Depuis plusieurs années, Ubisoft Montpellier connaîtrait un turnover plus que conséquent, et l’éditeur aurait un mal fou à remplacer les développeurs qui ont mis en place la mouture actuelle, ajoutant de façon organique une difficulté supplémentaire dans le développement. Les différentes sources interrogées s’accordent à dire que le projet avance tout de même à son rythme (spoiler : il est lent), mais que la durée de la phase de préproduction semble interminable, avec peu de perspective d’améliorations à court terme.
Là est le cœur du problème, puisque le projet Beyond Good & Evil 2 est devenu avec les années démoralisant à plus d’un titre, expliquant en grande partie l’épidémie de burnouts et de congés maladie au sein du studio.

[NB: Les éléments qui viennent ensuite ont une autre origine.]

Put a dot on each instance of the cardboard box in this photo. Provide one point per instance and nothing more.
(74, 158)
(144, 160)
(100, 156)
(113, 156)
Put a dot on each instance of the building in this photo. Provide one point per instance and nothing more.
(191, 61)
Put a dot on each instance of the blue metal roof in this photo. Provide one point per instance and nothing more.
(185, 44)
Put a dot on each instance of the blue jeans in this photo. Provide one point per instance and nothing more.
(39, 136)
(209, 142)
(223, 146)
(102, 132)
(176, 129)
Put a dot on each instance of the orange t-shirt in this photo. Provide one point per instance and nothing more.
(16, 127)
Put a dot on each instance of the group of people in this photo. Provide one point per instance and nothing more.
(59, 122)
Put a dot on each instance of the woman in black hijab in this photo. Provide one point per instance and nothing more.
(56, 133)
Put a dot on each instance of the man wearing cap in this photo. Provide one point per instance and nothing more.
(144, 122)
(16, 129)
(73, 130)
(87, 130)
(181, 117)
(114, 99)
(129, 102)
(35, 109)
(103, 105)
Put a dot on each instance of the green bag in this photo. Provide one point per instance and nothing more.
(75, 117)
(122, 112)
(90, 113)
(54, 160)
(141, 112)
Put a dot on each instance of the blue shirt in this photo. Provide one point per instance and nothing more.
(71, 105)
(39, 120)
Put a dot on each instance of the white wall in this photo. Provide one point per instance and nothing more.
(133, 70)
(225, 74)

Avec de nombreuses années de boîte qui n’arrangent pas ce sentiment, de nombreux développeurs ont perdu l’espoir de voir un jour le titre rentrer en phase de production et préfèrent largement changer de projet, voire de studio.
Pour l’anecdote, Build a Rocket Boy qui développe le mystérieux Everywhere se serait même spécialisé dans le débauchage de développeurs d’Ubisoft Montpellier, promettant parfois un salaire du double de celui proposé par Ubisoft, tout en offrant la possibilité de télétravailler à temps plein depuis Montpellier. Pas moins de 25 personnes auraient décidé de saisir l’offre.